Submitted by: Phil Riebel 09/19/2014
Most consumers want a paper option for their bills and statements
This blog by Phil Riebel appeared in the series “Two Sides to Sustainability” on the Printing Impressions website on September 18, 2014.
Canadians are paying over $500 million annually to receive paper bills they received free prior to 2010, according to a study by the Public Interest Advocacy Centre (PIAC). The burden of the pay-to-pay rule implemented by telecom, internet and other firms falls heavily on low-income people and seniors who are less likely to have access to the internet.
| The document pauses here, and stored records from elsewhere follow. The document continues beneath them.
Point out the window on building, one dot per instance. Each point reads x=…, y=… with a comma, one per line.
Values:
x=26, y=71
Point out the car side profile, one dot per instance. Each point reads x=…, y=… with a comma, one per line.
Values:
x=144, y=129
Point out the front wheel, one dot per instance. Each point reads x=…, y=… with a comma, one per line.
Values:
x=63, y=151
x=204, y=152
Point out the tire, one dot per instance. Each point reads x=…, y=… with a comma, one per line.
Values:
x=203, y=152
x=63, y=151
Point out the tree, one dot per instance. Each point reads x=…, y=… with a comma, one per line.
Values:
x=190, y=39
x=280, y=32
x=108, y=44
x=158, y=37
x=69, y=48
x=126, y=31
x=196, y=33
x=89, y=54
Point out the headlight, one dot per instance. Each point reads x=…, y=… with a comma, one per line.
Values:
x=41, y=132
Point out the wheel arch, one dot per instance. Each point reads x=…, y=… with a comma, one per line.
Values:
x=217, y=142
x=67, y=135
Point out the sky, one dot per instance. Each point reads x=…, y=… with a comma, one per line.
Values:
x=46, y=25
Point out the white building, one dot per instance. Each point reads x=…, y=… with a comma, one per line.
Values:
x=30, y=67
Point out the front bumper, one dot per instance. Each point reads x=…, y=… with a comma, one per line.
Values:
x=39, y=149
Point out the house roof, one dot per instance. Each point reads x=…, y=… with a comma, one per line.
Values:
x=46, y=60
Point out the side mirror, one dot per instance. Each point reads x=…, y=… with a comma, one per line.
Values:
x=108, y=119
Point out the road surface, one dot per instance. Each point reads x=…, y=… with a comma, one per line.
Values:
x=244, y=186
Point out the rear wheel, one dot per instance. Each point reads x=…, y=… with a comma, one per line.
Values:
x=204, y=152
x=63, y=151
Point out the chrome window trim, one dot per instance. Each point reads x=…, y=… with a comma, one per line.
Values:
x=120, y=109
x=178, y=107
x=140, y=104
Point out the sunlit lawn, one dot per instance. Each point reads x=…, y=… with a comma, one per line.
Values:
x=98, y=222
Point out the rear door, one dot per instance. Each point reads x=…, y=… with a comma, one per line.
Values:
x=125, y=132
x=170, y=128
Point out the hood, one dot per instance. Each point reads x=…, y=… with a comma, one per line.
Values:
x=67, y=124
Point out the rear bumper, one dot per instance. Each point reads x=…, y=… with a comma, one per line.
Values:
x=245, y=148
In a survey of Canadian attitudes towards online billing commissioned by the PIAC, about 33% of respondents were not comfortable getting a bill online and an additional 5% had no access to the internet. A majority of consumers indicated their disapproval of companies charging people extra fees to get their bills on paper. They believe supplying a paper bill in the mail without having to pay an extra fee is part of the company’s cost of doing business.
Why not give up on paper bills? Well for one, paper statements give us a record of financial information that we can keep as long as we want. Anyone who has ever had to have a mistake corrected in an invoice or has ever been audited knows the value of a hard copy.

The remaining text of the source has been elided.